One of the great tragedies of World War II was its utter preventability. In Mein Kampf, Adolf Hitler spelled out his objectives over a decade before Germany invaded Poland. The key elements of his rein — the German conquest, the distrust of Communism and Democracy, the scapegoating of the Jews — were all there in black and white for all to see, but not enough people bothered to read it, or take it seriously. Too many were convinced that Hitler could be reasoned with, appeased, that he was the sort folks could do business with.
Over 60 million deaths later, it was abundantly clear how wrong they had been.
The one lesson that should have been learned from that can be summed up in three simple words, one of the most insightful pieces of advice I’ve ever heard — apparently first a Marine Corps pilot, one Major John Christensen.
“Honor the threat.”
When someone who doesn’t like you speaks, listen. Listen very carefully. For they will often speak far more truthfully than they should. And it is the fool that tries to soften their words, who hears what they wish to hear instead of what is said, who searches desperately for signs of hope and moderation and peaceful intent when there is none.
You want an example? I’m feeling generous. I’ll give you two.
Iran is led by a Prime Minister who has a history of ordering and carrying out the executions of his enemies, both at home and abroad. He has been tied to the deaths of dozens, if not hundreds, of Iranian dissidents around the world. He has repeatedly proclaimed his belief in the Islamic version of Armageddon, has repeatedly called for Israel to be wiped off the map, and insists on unfettered research into nuclear physics — saying it is strictly for peaceful purposes, but meanwhile asserting his nation’s right to possess nuclear weapons.
Yet yesterday the New York Times featured a column by an MIT professor of political science who says that a nuclear Iran might not be such a bad thing.
Next example? Hamas has spent its entire nearly 20-year existence devoted to one goal: the destruction of Israel and the institution of an Islamist state over Palestine. Toward that end, they have butchered scores and scores of innocents. They have repeatedly, forcefully, violently rejected the notion of compromise, of negotiations, of a peaceful solution to the Israeli-Palestinian conflict. They sole answer to all pleas, all appeals, all suggestions, is death and more death and more death.
And now that they have won a majority of seats in the Palestinian Assembly and are poised to take the reins of government, much of the world is convinced that this will finally bring them to reason and sense.

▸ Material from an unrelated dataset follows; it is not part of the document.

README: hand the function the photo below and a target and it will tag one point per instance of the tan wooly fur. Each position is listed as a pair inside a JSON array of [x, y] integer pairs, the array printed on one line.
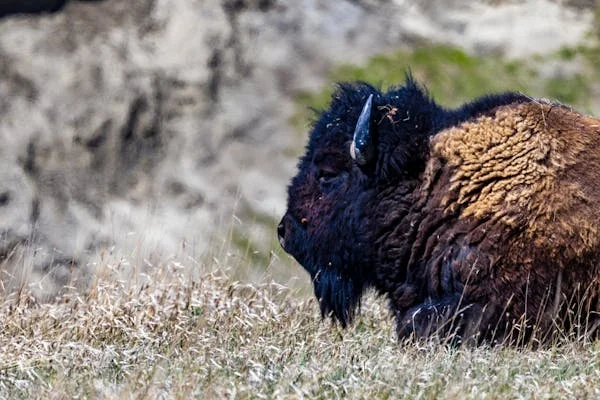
[[527, 175]]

As a die-hard comic book fan, who in many ways was raised on superheroes and the ethos they espouse, it pains me to say this, but it seems to be true: so many people have completely twisted Stan Lee’s most profound observation:
“With great power comes great responsibility.”
To these people, that is prophecy. When someone suddenly finds themselves in possession of power, they suddenly find they also have a proportional sense of responsibility. That the achievement of this goal somehow sates their passions, and they suddenly have judgment and reason and rationality and a sense of obligation to not abuse their newfound potency. In a horribly misguided reversal of Lord Acton’s most famous observation, power does not corrupt, in ennobles. And absolute power is positively beatific.
Stan The Man didn’t intend those words that way. They were a warning, to those who seek power and possess a conscience. Seek power if you wish, but always be aware of the burden it brings. Keep a firm grasp on your principles, your beliefs, your scruples, your ethos before you achieve your true potential, because they will be assailed as never before.
Another great comic-book writer disagreed with Acton’s observation. Jim Shooter once had a character say that it was bunk; power is neutral. It simply amplifies what you already are. If you are petty, you become mightily petty. If you are wrathful, you will inflict that wrath on a much greater scale. And if you are strongly rooted in your sense of ethics and responsibility, you just might be able to resist the temptations and use that power wisely.
Hamas and the Iranian government have never shown any signs of moderation, of reason, of compromise, of being willing to be a part of the civilized world. They have their own selfish, violent goals, and have killed countless people so far in their quest. Now, as both stand on the verge of achieving their greatest acquisition of temporal power (Hamas, in cloaking itself in the garb of semi-statehood; Iran, in possessing nuclear weaponry), it is insanity to think that this victory will deter them from their long-sought and clearly-stated goals.
More than insanity, it is stupidity.
And in a world where stupidity is often a capital offense, it’s a folly we dare not risk.
They have spent decades making their threats, and are now on the cusp of being able to carry them out.
Will we honor those threats, or will we convince ourselves that they don’t really mean what they’ve been saying for so long?